= Pravda (play) =

Satirical play by David Hare and Howard Brenton

Original National Theatre poster

Pravda is a satirical play by David Hare and Howard Brenton exploring the role of journalism in society. It was first produced at the National Theatre in London on 2 May 1985, directed by Hare and starring Anthony Hopkins in the role of Lambert Le Roux, white South African media mogul. Labelled a "Fleet Street comedy", it is a satire on the mid-1980s British newspaper industry during the Thatcher era, in particular the Australian press baron Rupert Murdoch. Its title refers to the Bolshevik's (later the CPSU's) own official party newspaper Pravda ( 'Truth').

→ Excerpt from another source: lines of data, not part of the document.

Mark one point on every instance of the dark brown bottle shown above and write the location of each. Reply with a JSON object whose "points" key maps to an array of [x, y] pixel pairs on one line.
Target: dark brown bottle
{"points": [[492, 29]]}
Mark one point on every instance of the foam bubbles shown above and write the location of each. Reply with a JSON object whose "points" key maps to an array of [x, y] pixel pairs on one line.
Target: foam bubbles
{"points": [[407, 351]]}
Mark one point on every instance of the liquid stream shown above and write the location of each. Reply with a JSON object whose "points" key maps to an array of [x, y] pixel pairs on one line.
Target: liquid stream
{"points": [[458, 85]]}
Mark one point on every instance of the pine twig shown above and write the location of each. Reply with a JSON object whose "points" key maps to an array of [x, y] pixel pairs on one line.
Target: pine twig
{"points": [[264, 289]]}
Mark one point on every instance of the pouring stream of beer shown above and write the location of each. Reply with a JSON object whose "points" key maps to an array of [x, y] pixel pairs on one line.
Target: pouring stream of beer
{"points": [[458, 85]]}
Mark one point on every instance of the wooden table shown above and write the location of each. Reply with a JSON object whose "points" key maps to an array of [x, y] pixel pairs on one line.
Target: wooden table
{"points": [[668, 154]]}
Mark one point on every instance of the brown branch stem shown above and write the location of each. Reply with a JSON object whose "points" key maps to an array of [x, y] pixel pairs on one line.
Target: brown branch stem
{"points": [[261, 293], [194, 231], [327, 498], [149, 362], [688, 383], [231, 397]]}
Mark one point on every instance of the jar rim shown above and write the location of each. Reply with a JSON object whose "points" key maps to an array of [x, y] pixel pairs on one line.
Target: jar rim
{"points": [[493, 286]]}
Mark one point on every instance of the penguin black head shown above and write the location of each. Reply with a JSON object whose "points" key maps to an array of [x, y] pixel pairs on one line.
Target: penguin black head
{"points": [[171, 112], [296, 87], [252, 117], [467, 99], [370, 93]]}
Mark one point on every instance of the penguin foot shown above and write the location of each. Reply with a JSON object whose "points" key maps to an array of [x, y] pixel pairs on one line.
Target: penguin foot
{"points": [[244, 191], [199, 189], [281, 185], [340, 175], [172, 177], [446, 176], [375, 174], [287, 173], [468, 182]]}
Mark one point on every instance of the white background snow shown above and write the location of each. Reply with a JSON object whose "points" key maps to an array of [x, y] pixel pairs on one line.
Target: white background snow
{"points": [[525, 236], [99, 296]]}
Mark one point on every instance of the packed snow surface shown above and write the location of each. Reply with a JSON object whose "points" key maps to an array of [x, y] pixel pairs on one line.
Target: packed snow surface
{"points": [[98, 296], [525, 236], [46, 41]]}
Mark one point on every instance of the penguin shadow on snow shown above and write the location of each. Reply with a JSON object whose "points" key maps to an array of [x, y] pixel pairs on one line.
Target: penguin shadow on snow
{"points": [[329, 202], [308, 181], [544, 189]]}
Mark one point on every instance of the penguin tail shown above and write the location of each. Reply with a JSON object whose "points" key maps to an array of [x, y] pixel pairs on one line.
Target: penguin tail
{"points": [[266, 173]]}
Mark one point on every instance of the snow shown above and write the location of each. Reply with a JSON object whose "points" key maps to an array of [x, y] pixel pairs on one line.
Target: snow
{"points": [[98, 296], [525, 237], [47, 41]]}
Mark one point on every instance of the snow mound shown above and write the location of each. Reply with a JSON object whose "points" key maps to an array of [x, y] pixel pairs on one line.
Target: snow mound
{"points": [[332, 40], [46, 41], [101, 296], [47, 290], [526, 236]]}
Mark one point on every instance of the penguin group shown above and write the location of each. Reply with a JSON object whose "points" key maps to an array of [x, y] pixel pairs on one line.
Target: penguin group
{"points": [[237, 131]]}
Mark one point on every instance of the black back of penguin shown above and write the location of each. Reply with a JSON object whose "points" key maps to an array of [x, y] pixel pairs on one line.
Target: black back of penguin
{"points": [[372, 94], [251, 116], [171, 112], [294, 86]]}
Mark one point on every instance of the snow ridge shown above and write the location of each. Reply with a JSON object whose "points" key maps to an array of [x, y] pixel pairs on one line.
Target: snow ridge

The play won 1985 Best Play from both the Evening Standard Theatre Awards and City Limits magazine. It has been described as "one of the biggest hits in the history of the National Theatre."

==Original cast==

- Andrew May - Tim McInnerny
- Bill Smiley - Richard Hope
- Bishop of Putney - Daniel Thorndike
- Cartoonist - William Sleigh
- Cliveden Whicker-Baskett - Guy Williams
- D P P Payne - Christopher Baines
- Donna Le Roux - Zoe Rutland
- Eaton Sylvester - Bill Nighy
- Elliot Fruit-Norton - Basil Henson
- Hamish McLennan; Hannon Spot - Fred Pearson
- Harry Morrison - Ron Pember
- Jack ‘Breaker’ Bond - Bill Moody
- Journalist - Robert Ralph
- Journalist - Paul Stewart
- Lambert Le Roux - Anthony Hopkins
- Larry Punt - Mark Jax
- Leander Scroop - Nigel Le Vaillant
- Lord Silk; Ian Ape-Warden - Olivier Pierre
- Michael Quince M.P. - Peter Blythe
- Miles Foley; Mac ‘Whipper’ Wellington; *Doug Fantom - Ian Bartholomew
- Moira Patterson - Patricia Franklin
- Newsvendor - Glenn Williams
- Photographer - Desmond Adams
- Princess Jill - Harriet Thorpe
- Rebecca Foley - Kate Buffery
- Sir Stamford Foley - Ivor Roberts
- Suzie Fontaine - Miranda Foster
- Waiter - Norman Warwick

==Critical reception==
Punch called it "A savagely bitchy and often wildly funny evening"; the Financial Times noted "A magnificent epic drama"; and The Observer wrote of "sulphurous and crackling entertainment."